As global companies begin to reenter the Iranian market, a decision issued by the U.S. District Court for the District of Columbia is an important reminder that resellers and distributors can generate liability for U.S. exporters if appropriate due diligence is not exercised.
The case involves Epsilon Electronics Inc.’s (Epsilon) attempt to vacate a $4,000,000 penalty determination issued by the Office of Foreign Assets Control (OFAC) in 2014 for violations of the Iranian Transactions and Sanctions Regulations (ITSR). The violations involved 41 total sales of audio equipment to a customer in the UAE with a value of about $3.4 million. OFAC contended that Epsilon knew or should have known that the customer was reselling its products in Iran and charged five transactions as ‘egregious’ violations, assigning the maximum statutory civil penalty of $250,000 for each of those transactions.
The most interesting aspect of the case for U.S. exporters is that OFAC appears to have offered no direct evidence linking the sales to specific transactions or end users in Iran. Instead, the opinion indicates that OFAC relied primarily on circumstantial evidence gleaned from Epsilon’s and the UAE customer’s websites to find that Epsilon should have known that the items were destined for Iran. That evidence included statements and images on the customer’s website indicating that the customer sold or marketed Epsilon products in Iran and that the customer’s exclusive or predominant market was, in fact, Iran. According to OFAC, one of Epsilon’s websites also included a photo gallery labeled “Iran,” which was removed by Epsilon during the course of the investigation. In addition, OFAC formally warned Epsilon in 2012 that items sold by an affiliated entity in 2008 were exported to Iran in apparent violation of the ITSR. Particularly incriminating was the inclusion of an Iranian address (that matched an address on the UAE customer’s website) on the airway bill for the 2008 sale. Despite OFAC’s 2012 cautionary letter about the 2008 shipment, Epsilon made five additional sales to its UAE customer.
The District Court agreed with OFAC that the circumstantial evidence presented by the agency was sufficient to find that Epsilon had reason to know that the items supplied to the UAE customer were specifically destined for Iran. While there appear to be some particularly bad facts in this case, the decision potentially paves the way for additional due diligence burdens on sellers that have not been widely recognized before. Generalizing from the opinion, one could conclude that when dealing with a customer that may resell your products (particularly if that customer is in destination at high risk for diversion such as the UAE), an exporter should seek out publicly-available information on whether the customer does business with sanctioned countries. If evidence suggests that the customer does substantial business in sanctioned countries, an exporter should then conduct a risk assessment to determine whether compliance measures, such as obtaining certifications from the customer, would be sufficient to mitigate the exporter’s risk under U.S. sanctions laws. Of course, more formalized distribution agreements should contain U.S. sanctions compliance provisions that protect the U.S. exporter.

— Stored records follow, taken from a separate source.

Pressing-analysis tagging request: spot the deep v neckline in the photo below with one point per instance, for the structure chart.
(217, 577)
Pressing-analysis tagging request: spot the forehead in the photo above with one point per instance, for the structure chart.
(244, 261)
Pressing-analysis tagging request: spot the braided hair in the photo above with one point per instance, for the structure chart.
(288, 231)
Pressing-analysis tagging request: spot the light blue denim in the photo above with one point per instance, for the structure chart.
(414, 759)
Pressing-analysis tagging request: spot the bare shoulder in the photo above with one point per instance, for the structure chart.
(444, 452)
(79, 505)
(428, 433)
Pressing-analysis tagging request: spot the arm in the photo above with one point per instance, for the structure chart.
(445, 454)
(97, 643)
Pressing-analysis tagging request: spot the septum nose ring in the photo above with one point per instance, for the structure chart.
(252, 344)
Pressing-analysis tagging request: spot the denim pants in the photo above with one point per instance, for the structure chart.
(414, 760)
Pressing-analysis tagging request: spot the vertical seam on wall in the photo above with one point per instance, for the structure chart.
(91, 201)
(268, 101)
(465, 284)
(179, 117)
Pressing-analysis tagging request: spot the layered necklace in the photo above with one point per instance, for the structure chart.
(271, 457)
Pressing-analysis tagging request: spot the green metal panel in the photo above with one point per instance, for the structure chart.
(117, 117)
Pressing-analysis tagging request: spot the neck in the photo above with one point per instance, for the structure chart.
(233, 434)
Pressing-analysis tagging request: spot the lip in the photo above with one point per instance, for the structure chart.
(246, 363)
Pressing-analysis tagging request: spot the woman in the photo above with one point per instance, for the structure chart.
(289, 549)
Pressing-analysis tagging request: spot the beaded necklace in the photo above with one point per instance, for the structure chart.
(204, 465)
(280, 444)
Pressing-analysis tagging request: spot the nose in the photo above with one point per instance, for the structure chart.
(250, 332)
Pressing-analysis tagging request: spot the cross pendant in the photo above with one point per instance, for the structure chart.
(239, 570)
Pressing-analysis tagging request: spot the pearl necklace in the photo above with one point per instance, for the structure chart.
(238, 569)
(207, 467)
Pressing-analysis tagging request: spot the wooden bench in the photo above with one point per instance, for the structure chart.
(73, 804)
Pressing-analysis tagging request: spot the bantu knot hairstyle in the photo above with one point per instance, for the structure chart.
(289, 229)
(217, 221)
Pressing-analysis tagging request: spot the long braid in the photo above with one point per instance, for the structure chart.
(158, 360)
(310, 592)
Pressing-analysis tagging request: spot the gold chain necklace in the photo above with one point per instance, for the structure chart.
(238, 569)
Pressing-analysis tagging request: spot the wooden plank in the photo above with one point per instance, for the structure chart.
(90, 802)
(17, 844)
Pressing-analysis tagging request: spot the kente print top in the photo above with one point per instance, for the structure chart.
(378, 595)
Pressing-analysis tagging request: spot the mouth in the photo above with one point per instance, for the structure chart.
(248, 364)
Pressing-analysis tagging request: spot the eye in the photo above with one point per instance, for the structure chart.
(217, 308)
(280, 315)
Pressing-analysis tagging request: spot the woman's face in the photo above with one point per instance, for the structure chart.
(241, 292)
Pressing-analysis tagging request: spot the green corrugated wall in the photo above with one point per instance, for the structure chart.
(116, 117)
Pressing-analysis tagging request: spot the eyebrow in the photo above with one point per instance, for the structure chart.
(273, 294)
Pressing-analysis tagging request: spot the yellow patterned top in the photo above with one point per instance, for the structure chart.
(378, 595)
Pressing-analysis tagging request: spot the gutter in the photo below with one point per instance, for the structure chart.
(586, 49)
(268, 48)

OFAC and the Court also easily rejected Epsilon’s defense that its sales complied with the ITSR pursuant to the “inventory exception.” The unwritten inventory exception (more commonly referred to as the ‘general inventory rule’) essentially spares a company from liability under U.S. sanctions laws if an overseas customer later transfers its products to a sanctioned country, so long as: (1) the items were not intended for the sanctioned country when originally exported from the U.S. (i.e., they were ordered for the customer’s overseas inventory), and (2) the customer does not predominately sell to a sanctioned country (among other standard export control requirements). In reality, the general inventory rule is very limited in scope and, as in the Epsilon case, can be too easily cited to approve activities that are actually prohibited under U.S. sanctions laws. As a result, non-U.S. companies and foreign subsidiaries of U.S. companies that are reentering the Iranian market should be wary of relying on the general inventory rule to structure compliance programs or procedures. In many cases it can lead to confusion and inadvertent violations of the ITSR by U.S. and non-U.S. parties.
As companies’ business in Iran and accompanying exposure to U.S. sanctions laws grow, implementing a solid compliance program with the right level of due diligence applied to intercompany and external sales is critical. As the Epsilon case shows, challenging an OFAC penalty determination in the courts is extremely challenging. Federal agencies are typically afforded a great deal of flexibility under administrative law, and practically have carte blanche when it comes to matters of foreign affairs and national security. It is better to make the upfront investment in a rigorous and tested compliance program than try to fight the agency after the fact.